Reconnaissons que le contentieux est aussi faible que l’enjeu : Sur les 270000 mariages célébrés en 2004, seulement 80 ont été annulés en raison de l’erreur sur les qualités essentielles de la personne. Rien ne justifie en l’état la réforme de l’article 180 du code civil. D’ailleurs le réformer pour y mettre quoi ? Exclure les nullités prononcées au nom de la virginité ? Quid des autres motifs liés à la santé ou au handicap ? Ou bien exclure les annulations pour les motifs liés aux mœurs ? Dans ce cas, pourquoi ne pas lister une interdiction de l’annulation du mariage pour des pratiques bisexuelles, homosexuelles, sadomasochistes… ? Sous le sceau de l’émotion, il serait inopportun d’ouvrir la boîte de pandore. Dans une société moderne comme la nôtre, le consentement libre et éclairé doit rester la norme. Quant aux erreurs d’appréciation, le juge s’en occupera. Ceci est essentiel pour la garantie de nos libertés fondamentales.
Enfin, je ne crois pas que la volonté de Ni putes Ni soumises, de faire de cette femme, contre son gré et à son insu, un emblème soit appropriée. Car en acceptant l’annulation du mariage pour non-virginité, cette femme se libère non seulement d’un mari ringard mais aussi d’une situation lourde qu’aurait engendré un divorce. L’urgence pour elle, comme quiconque à sa place, serait de fermer cette parenthèse douloureuse et de refaire sa vie.

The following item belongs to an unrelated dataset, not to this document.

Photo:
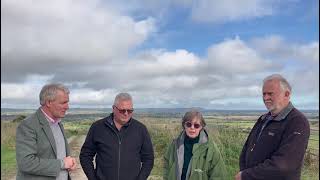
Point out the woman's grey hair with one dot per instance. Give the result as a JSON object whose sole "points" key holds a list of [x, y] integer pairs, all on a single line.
{"points": [[49, 92], [190, 115], [122, 97], [284, 84]]}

Selon l’avocat de l’épouse bafouée, « une infirmation totale du jugement serait pour (elle) un désastre et une confirmation, un soulagement mais avec beaucoup d'angoisse inutile ».
Peut-on vouloir protéger la victime et l’étouffer en même temps ? Peut-on être plus royaliste que le roi quand il s’agit d’une affaire de société, somme toute banale ? La société peut-elle faire de nous des héros contre notre gré ? En clair, est-ce à Ni putes, Ni soumises de définir le cahier de charges ou les conditions que doit réunir une fille en âge de se marier ? rendez-vous le jeudi 12 Juin à Douai.